Herr Sauerland leads fellow historian Herr Mueller
as well as Lisa and Donald Fox through Niederlistingen

The next phase of our trip was to nearby Allendorf on der Werra, now known as Bad Sooden-Allendorf. We stayed two nights in a lovely country lodge with a panoramic view over Allendorf and the hills beyond, which we learned later was the dividing line between East and West Germany. In fact, the old border station including watch tower and “no man’s land” has been turned into an excellent museum, recalling the days not that long ago when someone trying to escape East Germany would be shot.

A private tour of the town with a local historian included as a highlight a climb up 200 stairs to the top of the 600-year old tower of the church of St. Crucius. The view, thanks to Mother Nature providing a crystal-clear day, was spectacular!

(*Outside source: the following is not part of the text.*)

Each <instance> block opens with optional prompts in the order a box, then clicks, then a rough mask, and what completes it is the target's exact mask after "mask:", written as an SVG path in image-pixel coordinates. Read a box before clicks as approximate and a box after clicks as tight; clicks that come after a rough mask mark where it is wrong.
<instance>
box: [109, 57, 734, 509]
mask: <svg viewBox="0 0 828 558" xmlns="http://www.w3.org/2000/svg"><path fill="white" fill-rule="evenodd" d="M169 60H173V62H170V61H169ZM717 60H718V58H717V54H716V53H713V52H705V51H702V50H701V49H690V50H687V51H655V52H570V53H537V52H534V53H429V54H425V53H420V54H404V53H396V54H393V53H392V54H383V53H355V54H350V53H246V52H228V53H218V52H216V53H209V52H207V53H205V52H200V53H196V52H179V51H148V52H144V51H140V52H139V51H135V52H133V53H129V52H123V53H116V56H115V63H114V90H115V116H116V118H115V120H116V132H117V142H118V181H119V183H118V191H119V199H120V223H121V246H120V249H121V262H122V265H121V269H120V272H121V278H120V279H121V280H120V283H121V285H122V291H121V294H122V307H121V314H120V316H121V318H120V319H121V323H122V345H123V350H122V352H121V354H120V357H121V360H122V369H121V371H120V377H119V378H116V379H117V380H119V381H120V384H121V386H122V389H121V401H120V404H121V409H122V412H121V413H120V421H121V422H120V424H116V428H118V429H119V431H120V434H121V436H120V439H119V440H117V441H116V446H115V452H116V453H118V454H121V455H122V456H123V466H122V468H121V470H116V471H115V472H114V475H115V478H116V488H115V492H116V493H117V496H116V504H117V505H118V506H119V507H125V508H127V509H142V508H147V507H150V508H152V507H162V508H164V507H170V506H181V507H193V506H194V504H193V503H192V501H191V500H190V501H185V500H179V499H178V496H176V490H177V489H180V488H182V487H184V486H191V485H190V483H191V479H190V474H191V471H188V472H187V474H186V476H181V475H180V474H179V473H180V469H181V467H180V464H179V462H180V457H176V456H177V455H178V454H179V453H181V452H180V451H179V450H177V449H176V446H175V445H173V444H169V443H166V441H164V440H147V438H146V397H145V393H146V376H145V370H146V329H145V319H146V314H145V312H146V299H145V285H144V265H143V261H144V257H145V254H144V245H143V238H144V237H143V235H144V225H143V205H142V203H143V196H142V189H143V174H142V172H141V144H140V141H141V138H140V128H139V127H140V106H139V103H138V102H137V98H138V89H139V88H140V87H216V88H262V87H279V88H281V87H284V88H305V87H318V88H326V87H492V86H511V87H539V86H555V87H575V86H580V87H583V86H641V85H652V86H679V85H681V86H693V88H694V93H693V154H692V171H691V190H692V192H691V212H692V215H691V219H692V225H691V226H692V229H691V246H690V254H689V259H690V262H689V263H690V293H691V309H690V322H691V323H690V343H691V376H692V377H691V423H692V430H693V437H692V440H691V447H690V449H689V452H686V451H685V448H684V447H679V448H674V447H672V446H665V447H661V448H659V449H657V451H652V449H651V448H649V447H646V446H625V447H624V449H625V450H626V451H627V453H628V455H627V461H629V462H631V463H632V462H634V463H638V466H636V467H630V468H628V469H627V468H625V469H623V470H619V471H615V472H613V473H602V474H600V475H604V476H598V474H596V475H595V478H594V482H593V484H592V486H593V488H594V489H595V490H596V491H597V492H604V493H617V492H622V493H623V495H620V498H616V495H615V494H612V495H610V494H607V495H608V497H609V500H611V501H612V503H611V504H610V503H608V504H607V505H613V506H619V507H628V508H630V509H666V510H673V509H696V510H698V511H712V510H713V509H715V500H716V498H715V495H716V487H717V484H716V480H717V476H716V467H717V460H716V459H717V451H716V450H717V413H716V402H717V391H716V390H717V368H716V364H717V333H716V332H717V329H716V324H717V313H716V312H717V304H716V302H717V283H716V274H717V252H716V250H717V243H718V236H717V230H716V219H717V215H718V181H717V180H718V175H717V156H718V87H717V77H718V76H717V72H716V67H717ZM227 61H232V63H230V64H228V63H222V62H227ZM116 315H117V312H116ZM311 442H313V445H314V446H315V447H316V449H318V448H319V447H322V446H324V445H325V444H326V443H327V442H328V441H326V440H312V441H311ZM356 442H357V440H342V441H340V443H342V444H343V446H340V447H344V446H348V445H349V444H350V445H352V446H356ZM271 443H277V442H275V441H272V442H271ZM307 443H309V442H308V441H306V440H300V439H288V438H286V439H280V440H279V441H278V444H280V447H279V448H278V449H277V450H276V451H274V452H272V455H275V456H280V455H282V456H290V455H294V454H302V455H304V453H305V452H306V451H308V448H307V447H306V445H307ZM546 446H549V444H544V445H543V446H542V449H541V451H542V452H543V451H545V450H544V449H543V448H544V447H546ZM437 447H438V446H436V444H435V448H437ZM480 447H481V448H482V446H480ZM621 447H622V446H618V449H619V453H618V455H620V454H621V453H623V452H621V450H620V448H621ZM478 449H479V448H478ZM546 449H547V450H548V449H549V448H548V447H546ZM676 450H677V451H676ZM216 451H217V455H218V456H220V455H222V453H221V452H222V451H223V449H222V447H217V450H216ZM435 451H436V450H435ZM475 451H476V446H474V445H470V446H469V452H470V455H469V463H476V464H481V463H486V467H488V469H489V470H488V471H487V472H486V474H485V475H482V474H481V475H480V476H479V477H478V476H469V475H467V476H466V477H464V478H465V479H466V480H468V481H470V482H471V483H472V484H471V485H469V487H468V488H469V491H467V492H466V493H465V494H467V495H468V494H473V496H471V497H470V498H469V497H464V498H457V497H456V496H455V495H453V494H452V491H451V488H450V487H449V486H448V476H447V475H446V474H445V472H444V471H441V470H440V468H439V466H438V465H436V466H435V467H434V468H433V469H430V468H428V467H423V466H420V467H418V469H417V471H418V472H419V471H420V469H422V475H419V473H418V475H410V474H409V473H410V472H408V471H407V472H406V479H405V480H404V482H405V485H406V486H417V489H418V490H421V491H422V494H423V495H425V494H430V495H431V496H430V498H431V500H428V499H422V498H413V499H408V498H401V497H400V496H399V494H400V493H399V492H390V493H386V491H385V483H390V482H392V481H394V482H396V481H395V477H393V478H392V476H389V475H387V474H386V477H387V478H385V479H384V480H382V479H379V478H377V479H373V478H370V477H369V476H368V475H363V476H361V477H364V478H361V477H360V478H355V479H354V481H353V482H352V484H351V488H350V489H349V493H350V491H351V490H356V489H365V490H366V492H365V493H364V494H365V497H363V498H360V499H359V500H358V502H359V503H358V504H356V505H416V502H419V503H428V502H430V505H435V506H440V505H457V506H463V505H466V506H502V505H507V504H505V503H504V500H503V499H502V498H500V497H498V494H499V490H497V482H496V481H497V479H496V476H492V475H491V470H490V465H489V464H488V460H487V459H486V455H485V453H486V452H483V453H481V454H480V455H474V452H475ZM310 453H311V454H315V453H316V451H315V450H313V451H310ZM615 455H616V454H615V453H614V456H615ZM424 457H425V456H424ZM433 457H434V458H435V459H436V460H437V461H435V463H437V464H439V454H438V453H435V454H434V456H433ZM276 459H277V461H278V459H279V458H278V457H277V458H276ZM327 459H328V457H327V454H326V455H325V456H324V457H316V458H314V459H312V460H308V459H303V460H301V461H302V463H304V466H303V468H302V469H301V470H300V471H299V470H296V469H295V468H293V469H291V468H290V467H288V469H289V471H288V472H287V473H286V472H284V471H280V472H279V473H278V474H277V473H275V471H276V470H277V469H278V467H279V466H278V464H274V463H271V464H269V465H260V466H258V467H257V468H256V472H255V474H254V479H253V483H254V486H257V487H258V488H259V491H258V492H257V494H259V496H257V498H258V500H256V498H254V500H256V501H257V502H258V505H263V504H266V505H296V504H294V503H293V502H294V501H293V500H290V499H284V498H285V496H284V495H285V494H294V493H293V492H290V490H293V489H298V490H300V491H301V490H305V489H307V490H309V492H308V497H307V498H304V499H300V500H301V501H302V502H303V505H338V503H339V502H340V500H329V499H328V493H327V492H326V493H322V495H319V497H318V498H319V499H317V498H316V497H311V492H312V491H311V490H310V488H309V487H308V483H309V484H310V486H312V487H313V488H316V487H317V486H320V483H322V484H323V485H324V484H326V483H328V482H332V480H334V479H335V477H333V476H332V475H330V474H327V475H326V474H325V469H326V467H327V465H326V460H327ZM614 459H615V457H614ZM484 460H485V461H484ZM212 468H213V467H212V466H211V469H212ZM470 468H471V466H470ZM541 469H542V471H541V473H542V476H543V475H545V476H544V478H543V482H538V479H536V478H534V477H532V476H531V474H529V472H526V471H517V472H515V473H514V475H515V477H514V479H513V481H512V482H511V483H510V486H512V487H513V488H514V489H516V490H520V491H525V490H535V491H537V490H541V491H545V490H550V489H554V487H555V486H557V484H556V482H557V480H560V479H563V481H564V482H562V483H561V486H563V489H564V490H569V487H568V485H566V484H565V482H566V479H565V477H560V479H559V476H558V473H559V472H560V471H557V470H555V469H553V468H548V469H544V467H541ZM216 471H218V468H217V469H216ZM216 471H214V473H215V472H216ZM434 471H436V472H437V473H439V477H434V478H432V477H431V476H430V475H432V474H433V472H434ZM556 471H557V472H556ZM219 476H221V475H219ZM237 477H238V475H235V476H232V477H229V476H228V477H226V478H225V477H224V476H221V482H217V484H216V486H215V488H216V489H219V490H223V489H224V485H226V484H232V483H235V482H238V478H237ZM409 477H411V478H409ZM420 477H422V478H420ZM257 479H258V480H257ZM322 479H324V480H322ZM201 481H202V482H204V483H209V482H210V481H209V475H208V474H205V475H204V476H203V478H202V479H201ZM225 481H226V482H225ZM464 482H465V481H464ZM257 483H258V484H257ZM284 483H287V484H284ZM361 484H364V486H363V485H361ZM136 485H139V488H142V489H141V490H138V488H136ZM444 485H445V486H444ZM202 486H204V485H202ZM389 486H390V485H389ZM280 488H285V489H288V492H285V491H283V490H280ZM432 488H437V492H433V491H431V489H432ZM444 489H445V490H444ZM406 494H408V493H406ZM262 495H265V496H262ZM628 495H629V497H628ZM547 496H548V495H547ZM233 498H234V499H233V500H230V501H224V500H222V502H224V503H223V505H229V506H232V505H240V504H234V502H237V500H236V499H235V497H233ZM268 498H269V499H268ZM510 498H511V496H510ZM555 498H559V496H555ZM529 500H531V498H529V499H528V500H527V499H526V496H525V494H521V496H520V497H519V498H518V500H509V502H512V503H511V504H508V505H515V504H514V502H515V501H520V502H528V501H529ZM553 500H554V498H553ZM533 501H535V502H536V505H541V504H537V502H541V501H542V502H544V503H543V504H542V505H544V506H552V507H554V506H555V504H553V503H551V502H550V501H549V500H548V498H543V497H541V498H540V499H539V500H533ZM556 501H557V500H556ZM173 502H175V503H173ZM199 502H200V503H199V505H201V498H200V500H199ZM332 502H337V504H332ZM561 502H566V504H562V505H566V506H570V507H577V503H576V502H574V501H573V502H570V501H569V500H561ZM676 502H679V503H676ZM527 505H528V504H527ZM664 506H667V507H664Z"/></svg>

The view from the tower of the town church over Allendorf

After our experience in Allendorf it was time to head further south to the region near Fulda. We followed the Werra Valley and passed through one picturesque village and town after another all the way down to what is known in Germany as the Most Beautiful Baroque Town in Hessen. We toured around the center, visiting the 9th century chapel where the remains of St. Bonifatius once were kept in the ancient crypt. The little church proved to be too small for the many pilgrims who wanted to pray at this grave, so a large cathedral was built next door. There aren’t many 9th century churches in such remarkable condition left in Germany.

Carolingian chapel in Fulda, built in 822

We visited nearby Neuhof, where the Coester family lived. We found an old pharmacy owned by the Coester family which had been mentioned in a diary kept by one of Lisa’s relatives, who had visited the location in the 1980s. Finding that pharmacy was a real kick for all of us. That energy propelled us further south, to the medieval town of Rothenburg ob der Tauber, where the trip entered into its final phase with two nights and a full day of self-exploration and shopping.

Rothenburg is a highlight for any trip to Germany

Thank you Lisa, Don, Susan and Robert for a great end to a memorable season!